TOLEDO, Ohio — While joyful, the holidays can also be stressful and blended families have unique challenges.
"Given the time of year and the extra stress with the holidays, co-parenting can be a little bit tricky," said Samantha Byrne, a licensed professional counselor for The Willow Center.
Byrne said one of the biggest challenges for blended families that she works with is scheduling.
"It's natural for any parent to want to spend as much time as possible with their child during the holidays and in a co-parenting situation, sharing is easier said than done," said Byrne.
Byrne said make sure scheduling doesn't become a battle and to never put the kids in the middle or make them pick who they want to spend time with.
"Regardless of where they are and whatever parent they're with, what's most important is providing a conflict-free, loving environment because that's what they need."
Byrne said most likely, visitation is already pre-arranged, so stick with the plan and make sure the kids are in the loop. Also, keep the focus on your child's experience and not your sadness. Be specific with your language.

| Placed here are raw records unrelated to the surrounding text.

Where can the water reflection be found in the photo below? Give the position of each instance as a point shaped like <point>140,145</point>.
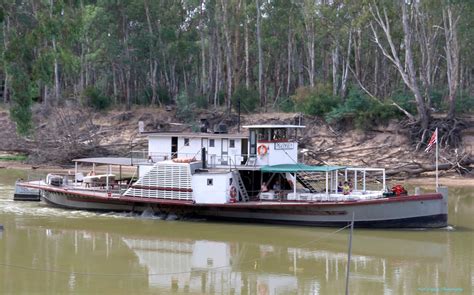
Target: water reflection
<point>200,258</point>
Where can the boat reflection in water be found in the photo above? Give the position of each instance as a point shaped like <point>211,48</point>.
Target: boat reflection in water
<point>245,268</point>
<point>187,257</point>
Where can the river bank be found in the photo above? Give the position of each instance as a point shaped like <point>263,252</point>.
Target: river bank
<point>115,133</point>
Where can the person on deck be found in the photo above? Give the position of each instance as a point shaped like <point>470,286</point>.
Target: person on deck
<point>277,186</point>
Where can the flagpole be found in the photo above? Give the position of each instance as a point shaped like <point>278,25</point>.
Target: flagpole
<point>437,152</point>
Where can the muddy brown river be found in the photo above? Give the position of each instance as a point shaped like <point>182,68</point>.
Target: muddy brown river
<point>55,251</point>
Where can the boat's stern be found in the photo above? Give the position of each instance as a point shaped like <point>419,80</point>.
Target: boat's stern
<point>443,190</point>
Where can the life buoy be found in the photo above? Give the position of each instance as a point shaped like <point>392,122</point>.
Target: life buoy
<point>399,190</point>
<point>233,192</point>
<point>290,182</point>
<point>262,150</point>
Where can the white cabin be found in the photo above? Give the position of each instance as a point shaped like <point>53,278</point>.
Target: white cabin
<point>262,145</point>
<point>228,170</point>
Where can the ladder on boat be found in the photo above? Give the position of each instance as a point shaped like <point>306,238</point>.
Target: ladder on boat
<point>240,186</point>
<point>301,179</point>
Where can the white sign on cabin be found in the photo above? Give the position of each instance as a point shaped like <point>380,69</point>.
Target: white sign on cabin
<point>284,145</point>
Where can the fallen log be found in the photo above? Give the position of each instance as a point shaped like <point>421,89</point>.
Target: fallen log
<point>413,169</point>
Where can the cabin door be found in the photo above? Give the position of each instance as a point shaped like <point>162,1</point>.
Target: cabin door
<point>205,143</point>
<point>174,147</point>
<point>225,152</point>
<point>244,150</point>
<point>253,142</point>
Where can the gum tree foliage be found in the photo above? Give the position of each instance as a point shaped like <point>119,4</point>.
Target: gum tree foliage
<point>153,52</point>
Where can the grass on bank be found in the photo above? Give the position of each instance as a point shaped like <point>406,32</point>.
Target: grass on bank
<point>17,158</point>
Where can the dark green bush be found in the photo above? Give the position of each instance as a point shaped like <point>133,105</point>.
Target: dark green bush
<point>464,104</point>
<point>184,108</point>
<point>96,99</point>
<point>248,98</point>
<point>316,101</point>
<point>201,101</point>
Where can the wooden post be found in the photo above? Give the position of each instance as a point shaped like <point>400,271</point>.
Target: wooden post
<point>349,252</point>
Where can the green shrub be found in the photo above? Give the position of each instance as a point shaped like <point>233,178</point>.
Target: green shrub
<point>201,101</point>
<point>248,98</point>
<point>405,100</point>
<point>362,111</point>
<point>464,104</point>
<point>184,108</point>
<point>316,101</point>
<point>96,99</point>
<point>285,104</point>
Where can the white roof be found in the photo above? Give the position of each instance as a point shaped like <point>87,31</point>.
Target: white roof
<point>119,161</point>
<point>195,135</point>
<point>272,126</point>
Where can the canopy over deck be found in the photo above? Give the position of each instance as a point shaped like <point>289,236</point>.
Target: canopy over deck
<point>294,168</point>
<point>118,161</point>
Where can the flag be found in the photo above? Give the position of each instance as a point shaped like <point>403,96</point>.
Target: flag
<point>433,140</point>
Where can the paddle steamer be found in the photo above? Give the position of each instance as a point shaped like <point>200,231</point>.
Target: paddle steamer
<point>253,176</point>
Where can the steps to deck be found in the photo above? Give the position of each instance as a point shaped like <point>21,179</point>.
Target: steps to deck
<point>240,186</point>
<point>301,179</point>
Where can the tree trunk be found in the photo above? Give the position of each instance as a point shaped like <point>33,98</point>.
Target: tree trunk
<point>420,103</point>
<point>247,54</point>
<point>335,68</point>
<point>6,32</point>
<point>228,54</point>
<point>260,57</point>
<point>152,63</point>
<point>452,57</point>
<point>346,64</point>
<point>290,52</point>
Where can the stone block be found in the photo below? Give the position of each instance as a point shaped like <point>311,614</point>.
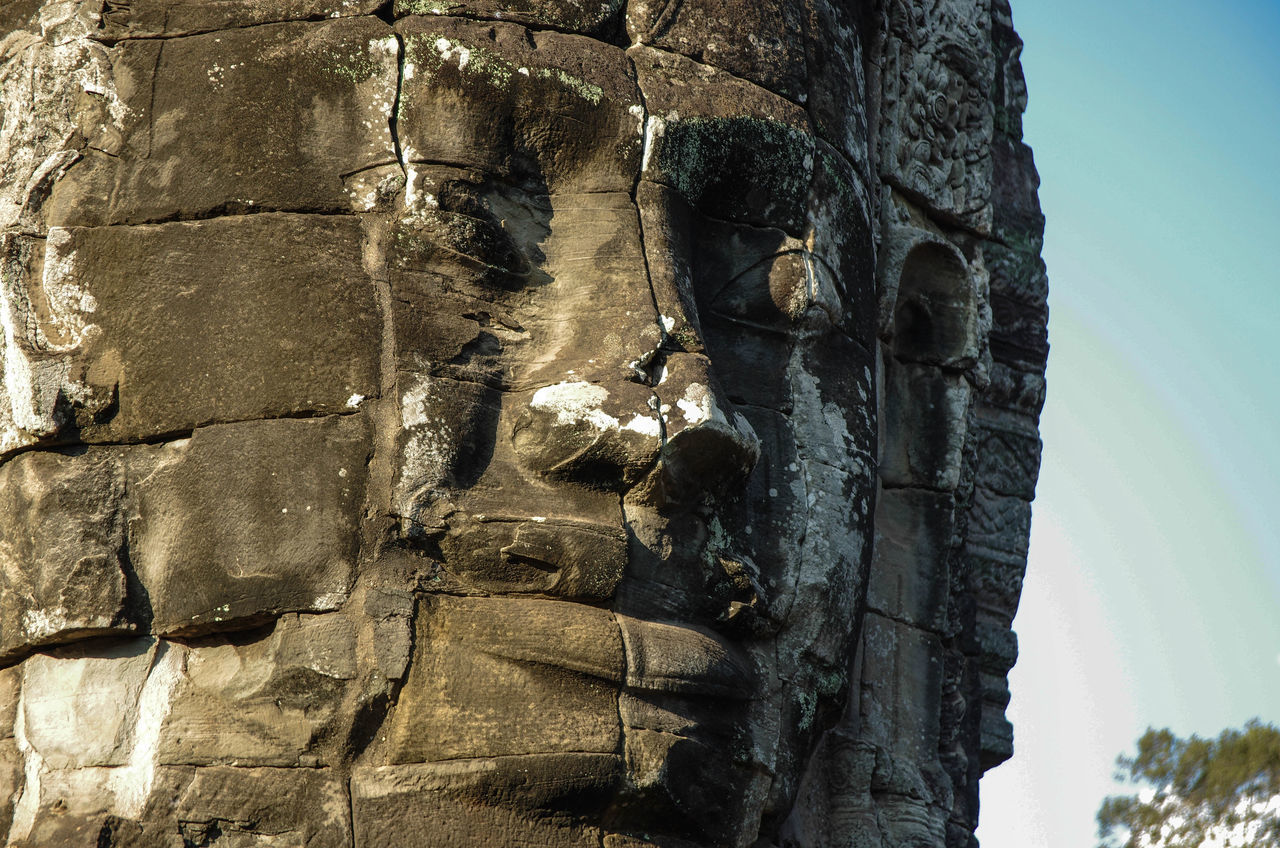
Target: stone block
<point>924,424</point>
<point>1016,273</point>
<point>1019,333</point>
<point>936,115</point>
<point>295,117</point>
<point>999,521</point>
<point>266,698</point>
<point>1018,218</point>
<point>245,521</point>
<point>80,703</point>
<point>837,81</point>
<point>901,689</point>
<point>64,573</point>
<point>243,318</point>
<point>552,112</point>
<point>996,578</point>
<point>1016,391</point>
<point>910,578</point>
<point>1008,456</point>
<point>247,807</point>
<point>708,31</point>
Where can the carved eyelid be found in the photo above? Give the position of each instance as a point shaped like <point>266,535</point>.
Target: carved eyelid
<point>717,299</point>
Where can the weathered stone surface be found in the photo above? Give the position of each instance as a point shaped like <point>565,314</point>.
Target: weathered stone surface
<point>552,112</point>
<point>298,483</point>
<point>926,415</point>
<point>936,141</point>
<point>218,337</point>
<point>707,31</point>
<point>585,17</point>
<point>250,156</point>
<point>511,423</point>
<point>64,573</point>
<point>707,131</point>
<point>909,574</point>
<point>142,18</point>
<point>507,678</point>
<point>540,802</point>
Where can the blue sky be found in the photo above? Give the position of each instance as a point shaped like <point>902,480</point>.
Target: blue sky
<point>1153,587</point>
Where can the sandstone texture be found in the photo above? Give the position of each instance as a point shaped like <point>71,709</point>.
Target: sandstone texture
<point>540,423</point>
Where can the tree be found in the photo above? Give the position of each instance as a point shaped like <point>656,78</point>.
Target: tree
<point>1198,792</point>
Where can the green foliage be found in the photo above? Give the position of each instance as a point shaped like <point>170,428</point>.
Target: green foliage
<point>1194,790</point>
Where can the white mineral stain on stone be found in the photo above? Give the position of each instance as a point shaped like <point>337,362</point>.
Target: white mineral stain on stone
<point>132,784</point>
<point>430,450</point>
<point>645,425</point>
<point>451,49</point>
<point>654,128</point>
<point>40,624</point>
<point>33,769</point>
<point>574,402</point>
<point>37,350</point>
<point>698,405</point>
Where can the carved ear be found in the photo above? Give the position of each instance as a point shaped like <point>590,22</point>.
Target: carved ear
<point>936,314</point>
<point>929,304</point>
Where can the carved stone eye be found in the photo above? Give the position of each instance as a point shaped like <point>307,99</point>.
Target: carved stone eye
<point>771,293</point>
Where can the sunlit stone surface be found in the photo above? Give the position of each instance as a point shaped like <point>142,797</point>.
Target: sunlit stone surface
<point>536,423</point>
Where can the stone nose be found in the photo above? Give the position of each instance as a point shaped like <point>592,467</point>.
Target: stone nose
<point>604,436</point>
<point>709,448</point>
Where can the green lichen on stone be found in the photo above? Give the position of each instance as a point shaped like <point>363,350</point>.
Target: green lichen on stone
<point>698,154</point>
<point>432,50</point>
<point>353,67</point>
<point>425,7</point>
<point>808,703</point>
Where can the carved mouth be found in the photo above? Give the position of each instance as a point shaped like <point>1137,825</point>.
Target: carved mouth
<point>634,710</point>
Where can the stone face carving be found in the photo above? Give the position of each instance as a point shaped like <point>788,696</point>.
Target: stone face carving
<point>511,423</point>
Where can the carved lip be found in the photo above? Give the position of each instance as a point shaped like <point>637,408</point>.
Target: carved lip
<point>653,656</point>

"Instead of saying, 'oh mommy's so sad, I'm gonna miss you.' You can support them in other ways and say 'but you're gonna have a great time at dad's house and I'll see you when you get back.'"
Byrne said that especially this time of year, be kind. Set your differences with your ex aside. Remember, they are learning from you to respect others even during conflict. "Not only is Santa Claus watching, but your kids are watching as well," says Byrne.
Byrne also reminds parents to take care of their mental health. It could be sad not to be with their kids the entire holiday season, so make sure to have a support system to get you through it.